The upheavals of the modern world broke many threads of tradition, but the shattering of this cosmos underlies it all. During the Copernican Revolution in the seventeenth century, the ethereal heavens were refigured as part of the same fabric of matter as lowly Earth. And the circles traced by the heavens, which seem to place us at the centre, were revealed to be an illusion caused by the spinning of our lonely planet. No wonder Nietzsche’s madman, who preached the death of God, spoke in a post-Copernican panic: “Are we not perpetually falling? Backward, sideward, forward, in all directions? Is there any up or down left? Do we not feel the breath of empty space?”

But what if this apparent catastrophe for the spiritual imagination is only part of the story? Writer Daniel Quinn speaks of a Great Forgetting at the roots of our civilisation: a forgetting of the fact that for most of our existence, humans lived as hunter-gatherers, foragers. We forget the impact of the transition to agriculture and cities. At the same time, we’re transfixed by the more recent transition to industry and the global village. We’re blind to the fact that in some senses we have more in common with pharaonic Egypt than we have with foraging.

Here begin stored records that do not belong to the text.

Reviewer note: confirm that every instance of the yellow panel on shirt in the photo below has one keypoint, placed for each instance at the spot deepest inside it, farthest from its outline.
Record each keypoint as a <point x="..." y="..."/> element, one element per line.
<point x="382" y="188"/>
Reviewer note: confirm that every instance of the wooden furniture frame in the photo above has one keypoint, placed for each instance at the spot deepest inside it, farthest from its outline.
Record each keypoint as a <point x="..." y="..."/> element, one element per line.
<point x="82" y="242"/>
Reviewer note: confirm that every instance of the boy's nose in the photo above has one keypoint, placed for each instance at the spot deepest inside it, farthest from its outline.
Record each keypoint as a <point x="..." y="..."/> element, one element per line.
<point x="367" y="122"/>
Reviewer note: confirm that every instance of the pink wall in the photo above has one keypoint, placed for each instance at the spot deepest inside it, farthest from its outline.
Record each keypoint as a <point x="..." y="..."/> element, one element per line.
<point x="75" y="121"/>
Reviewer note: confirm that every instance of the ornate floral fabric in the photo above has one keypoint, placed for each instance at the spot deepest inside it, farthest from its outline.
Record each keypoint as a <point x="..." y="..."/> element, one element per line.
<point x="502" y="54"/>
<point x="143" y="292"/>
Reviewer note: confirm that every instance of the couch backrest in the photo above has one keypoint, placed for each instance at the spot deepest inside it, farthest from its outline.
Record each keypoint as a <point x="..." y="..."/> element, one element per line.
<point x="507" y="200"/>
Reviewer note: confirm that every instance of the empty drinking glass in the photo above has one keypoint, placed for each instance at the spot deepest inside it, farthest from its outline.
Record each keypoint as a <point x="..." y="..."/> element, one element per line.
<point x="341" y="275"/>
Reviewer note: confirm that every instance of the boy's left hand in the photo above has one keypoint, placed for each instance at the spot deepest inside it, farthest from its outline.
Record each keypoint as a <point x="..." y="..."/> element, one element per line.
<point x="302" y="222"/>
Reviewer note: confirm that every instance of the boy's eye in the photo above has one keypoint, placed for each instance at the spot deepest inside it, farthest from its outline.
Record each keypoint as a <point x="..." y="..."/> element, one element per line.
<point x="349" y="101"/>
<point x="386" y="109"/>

Foragers are sensitive observers, and tell stories about the heavens they see. But they tend not to systematise them into a neat cosmos. Orientating themselves while travelling, landscape features such as rivers and hills form their waymarks. As anthropologist Hugh Brody noted, it’s ironic that settled civilisations (which often involve long migrations) have more need of the landscape-independent sky for orientation than nomadic foragers (who wander within an intimately known area).1 This contrast between different ways of navigating — one looking up, the other looking around — seems to be reflected in other aspects of life. Civilised religions tend to focus gravely on sky deities who send laws down from on high. But animistic foragers tend to see the world as a community of spirits, constantly negotiating with each other. Sometimes they joke about spirits, even make fun of their own beliefs.

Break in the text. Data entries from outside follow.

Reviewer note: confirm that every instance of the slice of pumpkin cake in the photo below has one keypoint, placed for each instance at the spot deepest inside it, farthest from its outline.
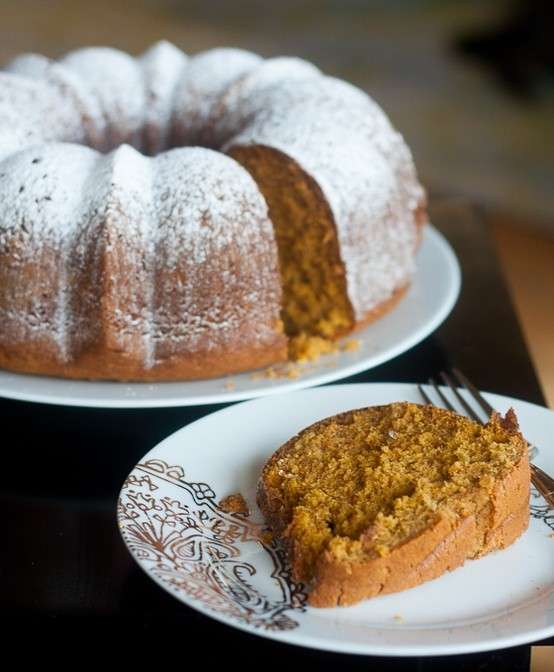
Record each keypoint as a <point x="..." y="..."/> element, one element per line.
<point x="381" y="499"/>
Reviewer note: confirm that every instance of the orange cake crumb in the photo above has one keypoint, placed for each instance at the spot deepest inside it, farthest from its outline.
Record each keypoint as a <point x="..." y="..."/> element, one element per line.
<point x="380" y="499"/>
<point x="234" y="503"/>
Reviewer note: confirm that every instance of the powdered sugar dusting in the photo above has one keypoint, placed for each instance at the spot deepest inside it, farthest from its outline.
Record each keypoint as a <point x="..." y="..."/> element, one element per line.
<point x="232" y="114"/>
<point x="204" y="81"/>
<point x="115" y="79"/>
<point x="42" y="198"/>
<point x="175" y="255"/>
<point x="216" y="260"/>
<point x="91" y="122"/>
<point x="163" y="66"/>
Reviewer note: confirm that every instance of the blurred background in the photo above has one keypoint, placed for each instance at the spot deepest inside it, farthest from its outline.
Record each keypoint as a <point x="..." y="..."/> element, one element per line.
<point x="470" y="84"/>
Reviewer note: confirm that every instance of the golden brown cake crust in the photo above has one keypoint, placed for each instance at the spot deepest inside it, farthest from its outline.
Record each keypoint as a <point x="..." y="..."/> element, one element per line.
<point x="442" y="546"/>
<point x="102" y="364"/>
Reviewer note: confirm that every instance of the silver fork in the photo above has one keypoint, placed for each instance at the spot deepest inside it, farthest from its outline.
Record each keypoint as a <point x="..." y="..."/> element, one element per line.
<point x="542" y="481"/>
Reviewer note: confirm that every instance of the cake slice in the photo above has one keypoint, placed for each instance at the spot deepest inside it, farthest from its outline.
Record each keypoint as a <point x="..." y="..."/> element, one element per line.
<point x="381" y="499"/>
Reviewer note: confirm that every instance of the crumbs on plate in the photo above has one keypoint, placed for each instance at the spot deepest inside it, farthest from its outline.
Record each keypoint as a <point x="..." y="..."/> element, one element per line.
<point x="234" y="503"/>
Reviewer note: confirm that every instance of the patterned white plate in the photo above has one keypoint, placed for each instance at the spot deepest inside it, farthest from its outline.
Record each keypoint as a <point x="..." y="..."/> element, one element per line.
<point x="218" y="563"/>
<point x="429" y="300"/>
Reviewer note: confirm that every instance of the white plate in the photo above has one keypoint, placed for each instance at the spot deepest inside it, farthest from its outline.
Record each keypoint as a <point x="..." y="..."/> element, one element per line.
<point x="429" y="300"/>
<point x="213" y="561"/>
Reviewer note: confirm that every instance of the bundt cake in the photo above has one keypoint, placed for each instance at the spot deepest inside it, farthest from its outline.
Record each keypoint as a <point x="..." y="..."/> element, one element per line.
<point x="381" y="499"/>
<point x="127" y="253"/>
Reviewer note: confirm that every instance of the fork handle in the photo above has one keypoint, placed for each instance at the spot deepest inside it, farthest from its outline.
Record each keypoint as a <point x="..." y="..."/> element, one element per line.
<point x="544" y="484"/>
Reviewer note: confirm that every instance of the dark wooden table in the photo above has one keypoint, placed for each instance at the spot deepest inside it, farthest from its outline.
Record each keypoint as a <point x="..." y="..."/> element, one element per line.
<point x="70" y="588"/>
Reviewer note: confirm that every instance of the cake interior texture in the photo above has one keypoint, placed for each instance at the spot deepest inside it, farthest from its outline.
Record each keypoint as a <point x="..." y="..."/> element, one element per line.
<point x="359" y="485"/>
<point x="315" y="304"/>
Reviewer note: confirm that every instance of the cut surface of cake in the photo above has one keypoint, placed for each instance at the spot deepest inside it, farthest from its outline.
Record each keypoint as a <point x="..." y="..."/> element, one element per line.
<point x="129" y="254"/>
<point x="381" y="499"/>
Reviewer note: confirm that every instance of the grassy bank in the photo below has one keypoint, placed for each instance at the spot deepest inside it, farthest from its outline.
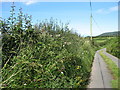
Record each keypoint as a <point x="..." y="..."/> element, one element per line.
<point x="45" y="55"/>
<point x="113" y="68"/>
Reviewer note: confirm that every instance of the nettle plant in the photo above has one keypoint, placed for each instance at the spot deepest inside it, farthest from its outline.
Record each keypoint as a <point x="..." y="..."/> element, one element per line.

No coincidence, then, that hunter-gatherer societies are often strongly egalitarian. In the same way, it’s no coincidence that societies governed top-down by a monarch usually believe in an almighty God above. Often this situation is justified by an appeal to the primacy of the spirit. “Look above! Our society simply follows the pattern of the divine world!” Well, as William Burroughs once shrewdly noted, “all control systems claim to reflect the immutable laws of the universe”. There are sacred insights to be gained meditating on the natural patterns around us. And in the selective use of these patterns there are great excuses for all-too-human injustices. The separation of Heaven and Earth is a motif which forms the bedrock of many civilised creation myths. But viewed with the foragers on the other side of the Great Forgetting in mind, it looks very much like a coded veil for the relatively recent origins of a great split in society: between the haves above, and the have-nots below.

Venture capitalist Nick Hanauer recently wrote in a candid article addressed to his fellow billionaires, “The folks like us at the top have always told those at the bottom that our respective positions are righteous and good for all. Historically, we called that divine right. Today we have trickle-down economics.” Like pharaohs before them, our modern-day masters assure us that this is the way of the world. But it’s merely the way of a recently created world. And we are called to remember the cosmos we’ve forgotten: a world where our foundations are not in the stars above, and we are not beholden to overlords. A world where our foundations are in the places we walk through, and in each other.